Consider a scenario where you have a Gateway cluster composed of two Gateway nodes, connected to a Kafka cluster with three brokers. The client's metadata discovery process might look like this:
This mapping will be made again for every client asking for metadata, and will be made again as soon as a Gateway node is added or removed from the Gateway cluster.
If you have specified a GATEWAY_RACK_ID
, then the mapping will take this into consideration, and a Gateway node in the same rack as the Kafka broker will be assigned.

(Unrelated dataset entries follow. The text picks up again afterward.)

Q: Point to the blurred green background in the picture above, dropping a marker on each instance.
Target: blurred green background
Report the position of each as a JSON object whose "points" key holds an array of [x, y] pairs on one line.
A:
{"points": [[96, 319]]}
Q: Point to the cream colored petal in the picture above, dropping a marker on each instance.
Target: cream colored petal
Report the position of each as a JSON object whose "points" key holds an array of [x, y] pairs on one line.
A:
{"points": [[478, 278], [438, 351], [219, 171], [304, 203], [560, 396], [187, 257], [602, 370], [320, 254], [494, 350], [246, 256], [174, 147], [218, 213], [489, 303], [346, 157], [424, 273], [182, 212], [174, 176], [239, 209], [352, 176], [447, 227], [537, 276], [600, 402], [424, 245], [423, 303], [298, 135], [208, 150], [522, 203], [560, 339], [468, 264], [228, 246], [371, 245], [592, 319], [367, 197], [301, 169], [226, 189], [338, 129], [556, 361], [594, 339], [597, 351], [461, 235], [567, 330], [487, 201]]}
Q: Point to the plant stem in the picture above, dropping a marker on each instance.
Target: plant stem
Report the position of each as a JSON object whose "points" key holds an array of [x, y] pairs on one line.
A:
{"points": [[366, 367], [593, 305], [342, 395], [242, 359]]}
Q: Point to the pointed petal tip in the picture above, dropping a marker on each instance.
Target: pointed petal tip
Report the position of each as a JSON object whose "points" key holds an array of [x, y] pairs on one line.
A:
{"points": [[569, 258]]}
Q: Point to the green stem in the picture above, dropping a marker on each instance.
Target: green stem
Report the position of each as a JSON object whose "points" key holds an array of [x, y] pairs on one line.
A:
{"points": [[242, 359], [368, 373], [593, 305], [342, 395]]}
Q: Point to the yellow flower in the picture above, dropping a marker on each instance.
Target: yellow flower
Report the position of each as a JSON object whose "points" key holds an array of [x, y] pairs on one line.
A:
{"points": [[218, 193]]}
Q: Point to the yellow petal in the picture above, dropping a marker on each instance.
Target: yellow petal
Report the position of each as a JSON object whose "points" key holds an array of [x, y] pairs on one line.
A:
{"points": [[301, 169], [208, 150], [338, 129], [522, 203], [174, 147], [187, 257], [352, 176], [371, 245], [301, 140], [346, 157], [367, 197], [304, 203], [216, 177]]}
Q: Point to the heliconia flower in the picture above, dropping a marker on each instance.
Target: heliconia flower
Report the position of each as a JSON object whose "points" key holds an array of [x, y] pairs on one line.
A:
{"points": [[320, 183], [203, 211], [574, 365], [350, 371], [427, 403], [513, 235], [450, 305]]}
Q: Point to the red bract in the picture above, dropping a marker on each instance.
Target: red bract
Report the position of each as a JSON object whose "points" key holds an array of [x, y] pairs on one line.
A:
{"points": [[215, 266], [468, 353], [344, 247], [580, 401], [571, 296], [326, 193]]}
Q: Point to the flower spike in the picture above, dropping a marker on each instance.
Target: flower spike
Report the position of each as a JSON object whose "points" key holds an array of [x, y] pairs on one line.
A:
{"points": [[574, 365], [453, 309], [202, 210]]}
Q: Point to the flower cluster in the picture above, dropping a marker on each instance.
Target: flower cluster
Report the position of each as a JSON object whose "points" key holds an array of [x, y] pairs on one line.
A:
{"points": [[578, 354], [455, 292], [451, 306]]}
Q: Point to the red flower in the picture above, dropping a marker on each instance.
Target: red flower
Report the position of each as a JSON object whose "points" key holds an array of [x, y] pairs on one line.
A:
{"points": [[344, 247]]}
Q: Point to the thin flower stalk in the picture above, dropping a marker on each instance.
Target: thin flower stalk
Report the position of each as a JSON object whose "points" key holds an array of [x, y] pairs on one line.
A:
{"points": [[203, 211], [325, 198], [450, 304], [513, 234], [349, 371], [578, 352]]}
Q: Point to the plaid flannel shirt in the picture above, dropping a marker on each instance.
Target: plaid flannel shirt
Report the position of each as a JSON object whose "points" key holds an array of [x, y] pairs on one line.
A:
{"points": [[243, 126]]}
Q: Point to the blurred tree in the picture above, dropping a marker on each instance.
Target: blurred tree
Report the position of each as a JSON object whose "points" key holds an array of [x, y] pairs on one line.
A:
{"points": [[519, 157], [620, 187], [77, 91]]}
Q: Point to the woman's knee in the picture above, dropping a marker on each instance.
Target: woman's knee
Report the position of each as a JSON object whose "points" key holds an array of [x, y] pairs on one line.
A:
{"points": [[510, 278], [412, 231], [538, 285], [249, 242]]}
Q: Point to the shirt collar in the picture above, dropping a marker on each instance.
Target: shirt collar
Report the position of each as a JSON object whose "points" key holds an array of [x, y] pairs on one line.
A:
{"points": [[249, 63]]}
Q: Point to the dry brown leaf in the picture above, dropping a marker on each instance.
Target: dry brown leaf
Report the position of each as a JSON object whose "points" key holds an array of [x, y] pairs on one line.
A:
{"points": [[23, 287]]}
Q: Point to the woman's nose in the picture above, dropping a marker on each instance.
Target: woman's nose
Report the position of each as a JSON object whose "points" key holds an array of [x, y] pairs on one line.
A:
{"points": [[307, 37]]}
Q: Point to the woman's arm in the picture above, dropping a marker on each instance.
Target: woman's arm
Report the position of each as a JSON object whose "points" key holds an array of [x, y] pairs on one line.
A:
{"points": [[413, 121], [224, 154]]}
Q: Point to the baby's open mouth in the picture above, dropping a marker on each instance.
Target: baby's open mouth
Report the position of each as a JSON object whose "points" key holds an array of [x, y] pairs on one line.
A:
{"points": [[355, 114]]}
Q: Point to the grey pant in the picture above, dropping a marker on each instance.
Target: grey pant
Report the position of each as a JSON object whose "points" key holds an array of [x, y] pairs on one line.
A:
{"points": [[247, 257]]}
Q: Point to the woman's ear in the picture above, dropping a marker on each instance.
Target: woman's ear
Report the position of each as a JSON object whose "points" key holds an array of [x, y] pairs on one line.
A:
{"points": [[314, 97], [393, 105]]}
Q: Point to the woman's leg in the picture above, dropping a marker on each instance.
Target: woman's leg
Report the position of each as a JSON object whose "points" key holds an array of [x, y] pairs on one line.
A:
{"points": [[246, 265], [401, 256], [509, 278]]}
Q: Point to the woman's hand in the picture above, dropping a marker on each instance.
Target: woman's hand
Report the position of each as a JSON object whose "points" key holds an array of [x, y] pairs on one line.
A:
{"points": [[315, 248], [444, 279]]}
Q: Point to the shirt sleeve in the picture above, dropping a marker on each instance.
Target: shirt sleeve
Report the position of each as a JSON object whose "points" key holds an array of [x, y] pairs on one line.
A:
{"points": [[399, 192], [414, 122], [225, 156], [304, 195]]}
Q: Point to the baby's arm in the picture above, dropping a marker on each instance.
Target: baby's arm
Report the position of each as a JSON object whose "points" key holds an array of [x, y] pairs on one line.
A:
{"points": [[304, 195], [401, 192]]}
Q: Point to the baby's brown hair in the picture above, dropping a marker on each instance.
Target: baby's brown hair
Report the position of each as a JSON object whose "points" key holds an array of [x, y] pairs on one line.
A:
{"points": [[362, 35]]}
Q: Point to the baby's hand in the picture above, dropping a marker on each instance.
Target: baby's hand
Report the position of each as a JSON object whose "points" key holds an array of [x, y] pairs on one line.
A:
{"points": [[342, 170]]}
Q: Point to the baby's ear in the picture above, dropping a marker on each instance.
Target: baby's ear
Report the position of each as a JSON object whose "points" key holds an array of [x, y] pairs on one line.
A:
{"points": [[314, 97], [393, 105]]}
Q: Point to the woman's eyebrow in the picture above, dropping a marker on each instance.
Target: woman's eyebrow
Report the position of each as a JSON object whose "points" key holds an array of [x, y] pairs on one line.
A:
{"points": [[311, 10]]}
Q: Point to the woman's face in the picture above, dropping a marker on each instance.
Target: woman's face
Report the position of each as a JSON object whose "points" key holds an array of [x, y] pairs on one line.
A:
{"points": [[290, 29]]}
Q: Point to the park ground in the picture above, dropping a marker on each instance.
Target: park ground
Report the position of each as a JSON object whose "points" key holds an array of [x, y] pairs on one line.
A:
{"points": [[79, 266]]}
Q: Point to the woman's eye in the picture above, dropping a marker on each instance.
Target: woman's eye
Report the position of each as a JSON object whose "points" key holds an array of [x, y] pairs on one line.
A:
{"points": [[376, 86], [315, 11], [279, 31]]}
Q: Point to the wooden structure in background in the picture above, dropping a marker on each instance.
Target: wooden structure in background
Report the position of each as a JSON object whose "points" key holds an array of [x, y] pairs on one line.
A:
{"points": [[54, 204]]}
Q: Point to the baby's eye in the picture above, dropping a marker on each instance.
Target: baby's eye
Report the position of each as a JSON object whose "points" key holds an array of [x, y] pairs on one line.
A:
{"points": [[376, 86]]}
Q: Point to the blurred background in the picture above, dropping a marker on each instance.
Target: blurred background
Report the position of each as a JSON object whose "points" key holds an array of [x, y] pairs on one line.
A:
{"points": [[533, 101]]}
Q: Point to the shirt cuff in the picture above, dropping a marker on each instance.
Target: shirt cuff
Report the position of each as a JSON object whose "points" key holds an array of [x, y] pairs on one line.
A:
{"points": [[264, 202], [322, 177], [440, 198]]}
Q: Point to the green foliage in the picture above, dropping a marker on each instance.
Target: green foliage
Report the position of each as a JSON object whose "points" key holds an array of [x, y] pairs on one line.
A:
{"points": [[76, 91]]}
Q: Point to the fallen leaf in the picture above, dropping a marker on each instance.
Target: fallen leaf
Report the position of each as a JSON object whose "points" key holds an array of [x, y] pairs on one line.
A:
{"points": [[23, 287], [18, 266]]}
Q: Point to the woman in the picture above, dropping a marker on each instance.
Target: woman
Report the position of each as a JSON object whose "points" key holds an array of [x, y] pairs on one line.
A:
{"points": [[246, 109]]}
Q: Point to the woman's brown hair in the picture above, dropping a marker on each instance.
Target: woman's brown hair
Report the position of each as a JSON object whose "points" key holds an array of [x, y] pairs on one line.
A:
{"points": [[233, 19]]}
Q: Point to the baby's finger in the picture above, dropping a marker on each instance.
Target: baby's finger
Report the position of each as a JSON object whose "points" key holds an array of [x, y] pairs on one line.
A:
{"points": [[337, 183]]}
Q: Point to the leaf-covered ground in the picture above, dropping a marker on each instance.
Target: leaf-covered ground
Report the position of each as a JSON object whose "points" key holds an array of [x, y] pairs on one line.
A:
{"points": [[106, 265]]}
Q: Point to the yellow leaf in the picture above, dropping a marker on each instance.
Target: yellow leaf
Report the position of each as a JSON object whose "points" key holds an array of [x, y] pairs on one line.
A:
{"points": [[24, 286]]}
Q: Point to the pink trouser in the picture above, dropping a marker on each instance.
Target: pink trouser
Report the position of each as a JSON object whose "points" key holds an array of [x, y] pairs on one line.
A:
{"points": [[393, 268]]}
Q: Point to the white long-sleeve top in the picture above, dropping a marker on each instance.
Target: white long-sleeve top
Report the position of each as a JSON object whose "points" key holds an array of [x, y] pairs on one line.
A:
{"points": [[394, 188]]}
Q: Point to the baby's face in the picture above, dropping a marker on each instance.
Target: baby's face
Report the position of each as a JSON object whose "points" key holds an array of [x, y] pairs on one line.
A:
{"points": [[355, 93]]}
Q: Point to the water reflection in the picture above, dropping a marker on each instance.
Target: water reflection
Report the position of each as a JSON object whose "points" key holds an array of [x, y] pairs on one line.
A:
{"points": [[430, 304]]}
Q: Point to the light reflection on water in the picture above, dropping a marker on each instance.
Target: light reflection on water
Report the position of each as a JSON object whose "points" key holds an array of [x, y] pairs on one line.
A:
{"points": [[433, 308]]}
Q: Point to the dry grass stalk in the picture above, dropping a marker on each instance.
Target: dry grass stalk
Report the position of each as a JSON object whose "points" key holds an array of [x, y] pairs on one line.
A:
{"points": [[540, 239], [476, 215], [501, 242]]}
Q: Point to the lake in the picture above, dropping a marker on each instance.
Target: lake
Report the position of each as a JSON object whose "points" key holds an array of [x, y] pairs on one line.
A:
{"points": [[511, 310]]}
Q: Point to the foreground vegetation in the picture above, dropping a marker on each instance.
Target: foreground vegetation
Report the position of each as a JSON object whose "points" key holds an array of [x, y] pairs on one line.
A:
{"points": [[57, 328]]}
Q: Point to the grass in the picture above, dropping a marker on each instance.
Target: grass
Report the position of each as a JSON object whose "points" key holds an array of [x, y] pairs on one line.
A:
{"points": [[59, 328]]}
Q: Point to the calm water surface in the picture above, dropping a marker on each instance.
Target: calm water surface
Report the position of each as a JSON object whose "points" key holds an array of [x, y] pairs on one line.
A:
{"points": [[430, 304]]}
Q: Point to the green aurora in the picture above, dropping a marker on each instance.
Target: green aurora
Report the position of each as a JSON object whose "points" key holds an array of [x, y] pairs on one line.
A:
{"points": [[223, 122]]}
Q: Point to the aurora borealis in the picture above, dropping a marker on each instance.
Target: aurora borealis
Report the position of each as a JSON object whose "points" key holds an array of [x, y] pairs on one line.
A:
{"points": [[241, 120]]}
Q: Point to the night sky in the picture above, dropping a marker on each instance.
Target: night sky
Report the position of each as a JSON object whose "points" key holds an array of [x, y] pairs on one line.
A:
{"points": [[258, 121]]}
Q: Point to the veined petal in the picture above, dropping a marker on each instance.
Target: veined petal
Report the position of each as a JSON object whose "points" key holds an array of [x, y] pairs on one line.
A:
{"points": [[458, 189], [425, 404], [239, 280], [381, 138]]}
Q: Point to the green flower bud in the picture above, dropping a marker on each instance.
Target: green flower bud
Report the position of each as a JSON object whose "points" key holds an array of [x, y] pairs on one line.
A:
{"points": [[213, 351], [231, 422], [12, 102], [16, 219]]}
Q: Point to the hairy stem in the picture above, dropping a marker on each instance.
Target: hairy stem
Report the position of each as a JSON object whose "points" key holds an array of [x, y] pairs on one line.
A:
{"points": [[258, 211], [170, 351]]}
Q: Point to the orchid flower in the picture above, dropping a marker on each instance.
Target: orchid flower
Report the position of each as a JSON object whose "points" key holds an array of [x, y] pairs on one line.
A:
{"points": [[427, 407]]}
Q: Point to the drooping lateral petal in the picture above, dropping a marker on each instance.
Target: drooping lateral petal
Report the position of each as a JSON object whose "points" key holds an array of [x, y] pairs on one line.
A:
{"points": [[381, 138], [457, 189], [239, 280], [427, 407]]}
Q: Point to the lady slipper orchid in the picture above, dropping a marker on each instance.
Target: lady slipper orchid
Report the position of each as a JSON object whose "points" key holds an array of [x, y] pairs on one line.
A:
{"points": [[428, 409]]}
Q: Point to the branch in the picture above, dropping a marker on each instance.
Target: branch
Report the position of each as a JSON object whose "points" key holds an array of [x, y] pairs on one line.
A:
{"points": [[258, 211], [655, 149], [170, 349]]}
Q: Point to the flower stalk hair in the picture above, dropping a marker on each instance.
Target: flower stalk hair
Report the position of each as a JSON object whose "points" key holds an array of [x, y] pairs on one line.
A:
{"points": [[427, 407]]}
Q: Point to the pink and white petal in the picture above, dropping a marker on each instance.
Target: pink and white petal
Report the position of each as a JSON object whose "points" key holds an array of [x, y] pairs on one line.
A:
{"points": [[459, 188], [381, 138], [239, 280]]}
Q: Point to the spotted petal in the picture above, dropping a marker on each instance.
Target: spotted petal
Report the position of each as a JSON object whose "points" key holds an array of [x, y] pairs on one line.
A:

Example with multiple clients
If we add a new client to the diagram above, here is what it could look like:
The process is repeated but will likely result in a different mapping compared to that of Client 1 due to the random assignment performed by the Gateway for the client.
Limitations
In a Kubernetes environment, your ingress must point at a single service, which could be an external load balancer as detailed below.
External Load Balancing
Alternatively, you can disable the internal load balancing by setting GATEWAY_FEATURE_FLAGS_INTERNAL_LOAD_BALANCING: false
in your Gateway configuration. In this case, you would deploy your own load balancer, such as HAProxy, to manage traffic distribution.
This would allow you to configure the stickiness of the load balancer as you wish.
This would look like below, where:
- All client requests are directed to the external load balancer, which acts as the entry point to your Gateway cluster
- The load balancer forwards each request to one of the Gateway nodes, regardless of the port
- The selected Gateway node, which knows which broker is the leader of each partition, forwards the request to the appropriate Kafka broker
When using an external load balancer, you must configure the GATEWAY_ADVERTISED_LISTENER
of the Gateway nodes to the Load Balancer's hostname. If this is not done, applications will attempt to connect directly to the Gateway, bypassing the Load Balancer.
Limitations
This requires you to handle load balancing manually, as you won't have the advantage of the automatic load balancing offered by the Gateway's internal load balancing feature.